Use the operating system to create multiple instances of the same script.
Execute the same webbot on multiple pieces of hardware.
Some webbot developers prefer to create new instances of the same webbot by forking processes from a single script. Forking is the method of creating somewhat independent scripts from a parent script. It allows a script to execute tasks in parallel. In the case of webbot development, forking could allow a single script to download web pages from multiple target websites at the same time.
Forking is mentioned only because it is something you should be aware of, not because it’s something I necessarily recommend. You should, however, feel free to explore the forking commands in PHP/CURL on your own if they interest you. You will not, however, learn much about forking your webbot scripts here, because there are easier ways to accomplish the same thing. Forking also has the disadvantage of not benefiting from access to additional IP address because your forked instances will probably all run on the same computer.
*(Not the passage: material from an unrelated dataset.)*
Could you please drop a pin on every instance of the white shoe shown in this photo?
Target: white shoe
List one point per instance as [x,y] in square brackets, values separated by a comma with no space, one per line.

Rather than developing methods to fork webbots, I find it much easier to run more than one copy of the same webbot at the same time. If your webbot is written correctly, you can create new instances of your webbot by simply running them in multiple command shells, as shown in Figure 25-5.
Later in this chapter, you’ll learn techniques for getting multiple instances of webbots to communicate with each other and work on the same team. Figure 25-5 shows three instances of the same webbot running at once, but once these techniques are mastered, you can scale your webbot to the size needed by simply executing it in as many shells as required.
The example depicted in Figure 25-5 still has the problem that, unless the network traffic for each webbot is directed through a different proxy server, each instance of the webbot will have the same IP address and appear to be running as the same user. The easiest way to solve this problem is to run the same webbot script from separate computers. Running webbots on multiple pieces of hardware, however, requires central management. Networks of identical webbots running on many computers and controlled from a botnet server are known as botnets.